The remedy for this is clear. Rapid Price discovery. Writedowns. Recapitalisation where required. This will return confidence, albeit upon a much diminished capital base, and much diminished risk-appetites on the part of financial lending institutions. A reordering of the deck occurs: leveraged asset holders - whoever and whatever they leveraged against lose, as do the previous financial sector shareholders. It is against this backdrop that I raise the ultimate question for Moldbugs and those in dread of helicopters and printing presses alike: Is it even remotely plausible that authorities can replenish anything remotely like what's been lost, or what will be lost? Is not "reflation", or Fed gestures to bridge recapitalizations for systemic lubrication anything more than a drop in the bucket to what has been destroyed, making inflationary fears resulting from Fed or Governmental actions a canard? The liquidity resulting from securitisation, wanton misuse of the shadow banking system and its conduits ARE ALREADY out there. Much of it having ALREADY circulated and coursed through sytsemic veins is in the hands of foreign Official entities. They can spend it, but they can multiply it, won't multiply. Moreover, the effects have already been seen in the BRICs in the form of raging economies, buoyant mercantilist exports, vaulting commodity prices, and the $1000+ Kruggerand. But that was then, and this is now. Replacing some of the destroyed credit and liquidity surely can be but a salve upon a lost limb. It will, in the end, simply be inconsequential in the grand scheme of what's gone before and what is to come.

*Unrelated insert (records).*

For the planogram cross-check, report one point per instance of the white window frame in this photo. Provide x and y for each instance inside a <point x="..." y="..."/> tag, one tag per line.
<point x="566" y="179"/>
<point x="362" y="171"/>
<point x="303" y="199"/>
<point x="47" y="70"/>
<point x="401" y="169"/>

Longer term, I will defer to Moldbugs of the world and not challenge their assertion that the probability that the current reign of fiat money will end. But here, and now, I am far less concerned with the inflationary effects of TAF, TSLF, fiscal packages or outright nationalisation of financial institutions when the need arises since I believe that the credit so destroyed by this revulsion, and the associated cascades and intermediate-term behaviour changes far outweighs the remedial impacts of authorities.